(Yeni bölüm için sınır 70 oy ve 50 yorum olsun öyleyse! Sınırları zorlayalım! Güveniyorum size.😝😍🙏🏻)
"Nurten abla, valla yeter ya, tuvaletten çıkamayacağım senin okunmuş suyun yüzünden! Tuvalette giremem sınava! Geç kalacağız hadi, artık." deyip kapıya yöneldiğim sırada annem koşarak peşimden gelip kolumdan yakaladı beni.
Gözlerimi devirip başımı ona çevirdim ve ellerimi omuzlarına yerleştirip ikna edici olabilmek için göz teması kurmaya çalıştım.
"Anne, hazırım. Bekledikçe çişim geliyor, lütfen. Artık gidebiliriz!"
Annem derin bir nefes aldı ve sanki hipnotize olmuş gibi baktı bana.
"Hazırsın, evet. Tamam, tamam bence de hazırsın. Önce anneannenin elini öp, gidelim." dediğinde başımı sallayarak onayladım onu. Salona yöneldiğimde kapıdan anneannemin uyuduğunu gördüm. Yavaş adımlarla ona yaklaştım.
"Anneanne, ben gidiyorum." dediğim anda irkildi ve başını kaldırdı hafifçe.
"Nereye?" diye sorduğunda istemsizce güldüm.
Üç gündür anneannemin evinde kalıyorduk annemle birlikte. Üç gündür delice soru çözüyordum. Üç gündür onca aile içi sorunumuz olmasına rağmen gündemimiz bugün gireceğim sınavdı. Elbette anneannem bunların hiçbirini hatırlamıyordu ve bu aslında beni şaşırtmıyordu.
"Sınava gidecektim ya, anneanne." dedim ona hatırlatmak istercesine.
Şaşkınlık ve telaş içinde doğruldu ve dağılmış olan beyaz saçlarının arasından geçirdi ellerini.
"Nurten, okunmuş pirinç verdi mi sana?" diye sorunca sakin kalabilmek adına derin bir nefes aldım. Hafifçe eğilip anneannemi alnından öptüm.
"Merak etme sen,sultanım, Nurten abla bana hatim indirdi az önce, ben de sınavdan önce üç fatiha, bir ihlas okudum mu tamamdır. Derece yaparım artık sınavda." dediğimde gayet ciddi bir ifadeyle başını sallayarak onayladı beni.

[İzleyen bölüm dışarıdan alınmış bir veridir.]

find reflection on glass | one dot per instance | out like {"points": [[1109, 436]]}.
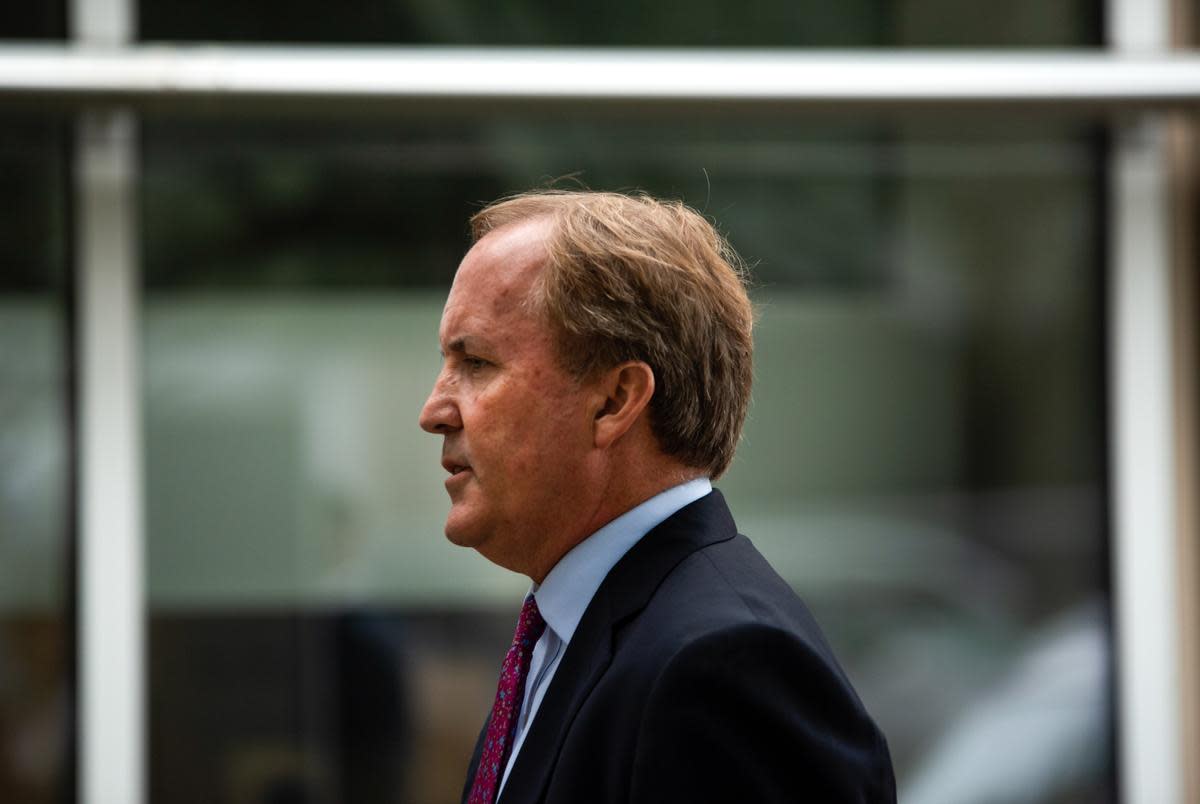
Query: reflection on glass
{"points": [[35, 633], [923, 460], [34, 21], [629, 23]]}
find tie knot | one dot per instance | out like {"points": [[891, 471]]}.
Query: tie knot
{"points": [[531, 625]]}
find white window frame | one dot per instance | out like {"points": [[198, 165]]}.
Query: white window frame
{"points": [[106, 78]]}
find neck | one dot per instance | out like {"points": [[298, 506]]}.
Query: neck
{"points": [[622, 491]]}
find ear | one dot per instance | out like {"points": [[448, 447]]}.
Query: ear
{"points": [[625, 391]]}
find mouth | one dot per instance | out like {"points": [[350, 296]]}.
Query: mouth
{"points": [[455, 468]]}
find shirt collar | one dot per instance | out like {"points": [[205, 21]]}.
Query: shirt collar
{"points": [[569, 587]]}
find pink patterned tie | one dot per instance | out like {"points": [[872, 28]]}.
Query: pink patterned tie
{"points": [[509, 696]]}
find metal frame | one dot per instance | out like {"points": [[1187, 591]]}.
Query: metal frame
{"points": [[112, 600], [155, 76], [1145, 539], [103, 77]]}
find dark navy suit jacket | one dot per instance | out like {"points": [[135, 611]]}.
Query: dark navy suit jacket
{"points": [[696, 675]]}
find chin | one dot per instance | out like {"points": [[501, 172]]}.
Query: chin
{"points": [[461, 533]]}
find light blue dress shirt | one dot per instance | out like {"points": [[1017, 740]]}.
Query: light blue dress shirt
{"points": [[568, 589]]}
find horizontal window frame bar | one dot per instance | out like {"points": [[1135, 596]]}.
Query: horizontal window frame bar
{"points": [[154, 76]]}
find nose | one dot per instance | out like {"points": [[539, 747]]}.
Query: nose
{"points": [[441, 412]]}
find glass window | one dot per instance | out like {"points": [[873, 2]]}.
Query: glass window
{"points": [[667, 23], [45, 19], [924, 459], [36, 625]]}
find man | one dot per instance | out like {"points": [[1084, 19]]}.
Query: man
{"points": [[597, 373]]}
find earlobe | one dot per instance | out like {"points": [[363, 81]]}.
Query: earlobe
{"points": [[627, 390]]}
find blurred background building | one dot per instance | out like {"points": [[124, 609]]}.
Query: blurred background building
{"points": [[227, 233]]}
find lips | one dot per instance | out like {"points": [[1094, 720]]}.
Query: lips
{"points": [[454, 467]]}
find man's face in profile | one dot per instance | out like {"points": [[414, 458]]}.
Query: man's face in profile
{"points": [[516, 426]]}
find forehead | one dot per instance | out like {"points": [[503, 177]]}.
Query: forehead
{"points": [[495, 280]]}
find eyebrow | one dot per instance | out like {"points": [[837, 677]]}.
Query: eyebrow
{"points": [[465, 343]]}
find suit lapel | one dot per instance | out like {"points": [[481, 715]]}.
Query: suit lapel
{"points": [[623, 593]]}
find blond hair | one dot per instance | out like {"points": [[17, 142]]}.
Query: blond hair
{"points": [[633, 277]]}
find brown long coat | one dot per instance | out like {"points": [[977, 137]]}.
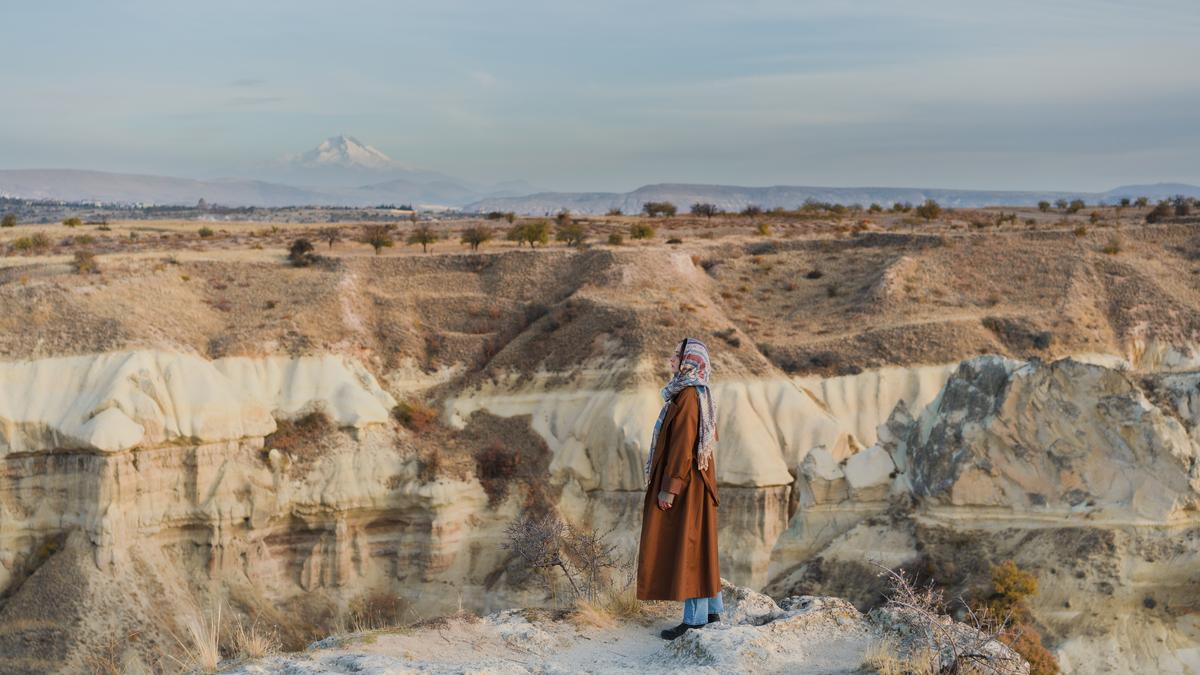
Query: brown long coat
{"points": [[677, 559]]}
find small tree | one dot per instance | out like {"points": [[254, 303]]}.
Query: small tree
{"points": [[929, 210], [655, 209], [641, 231], [85, 262], [571, 233], [1161, 211], [477, 236], [537, 232], [330, 234], [378, 237], [516, 233], [300, 252], [423, 234]]}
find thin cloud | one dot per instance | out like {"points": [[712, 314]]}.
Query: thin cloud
{"points": [[255, 100]]}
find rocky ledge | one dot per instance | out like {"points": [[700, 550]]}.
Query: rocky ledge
{"points": [[801, 634]]}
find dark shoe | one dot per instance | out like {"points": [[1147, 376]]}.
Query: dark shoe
{"points": [[672, 633]]}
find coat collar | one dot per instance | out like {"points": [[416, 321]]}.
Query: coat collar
{"points": [[672, 408]]}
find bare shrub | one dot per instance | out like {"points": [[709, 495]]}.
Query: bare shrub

Arkamı döndüğüm sırada annem kapıya yaslanıp kollarını göğsünde bağlamış bizi izliyordu buruk bir tebessümle.
Sürekli olarak istemsizce onun yerine koyuyordum kendimi. İkimiz adına da acı çekmenin ötesine geçmiş bir halde buluyordum.
Bazen efkârlanacak yer arıyormuşum gibi hissederken bazen de köşe başında gazeteye sarılı bir şişe bira içen yorgun ve yaşlı bir adam gibi hissediyordum. Bu kadar yorgun ve soyut... Bir o kadar canlı ve gerçek... Acı, bazen yaşadığının tek kanıtıdır, nefes alıyor olsan da...
Annemi, anneannemin evine getirdikten sonra eve dönmek istememiştim. Çünkü bir türlü yakınlaşamıyorlardı. Belli aralıklarla annemi ağlarken görüyordum sürekli. Her insan gibi o da kendi annesine ihtiyaç duyuyor olmalıydı. Ve annesi yanındaydı. Fiziki olarak...
Annem ve ben bir yarım gibiydik. Ben annemi her ayrıntısıyla hatırlarken onun da beni hatırlaması için uğraşabiliyordum. Çoğu parçamız eksik olsa da birbirimizin varlığına alışabilmiştik.
Oysa annem ve anneannem için her şey biraz daha zordu. Onlar birlikteyken bir yarım bile edemiyorlardı. İkisi de birbiriyle ilgili hiçbir şey hatırlamıyordu ve birbirlerine karşı uzak ama bir o kadar yakın, soğuk ama bir o kadar sıcak gibiydiler. Karmaşık ama bir o kadar da basitti...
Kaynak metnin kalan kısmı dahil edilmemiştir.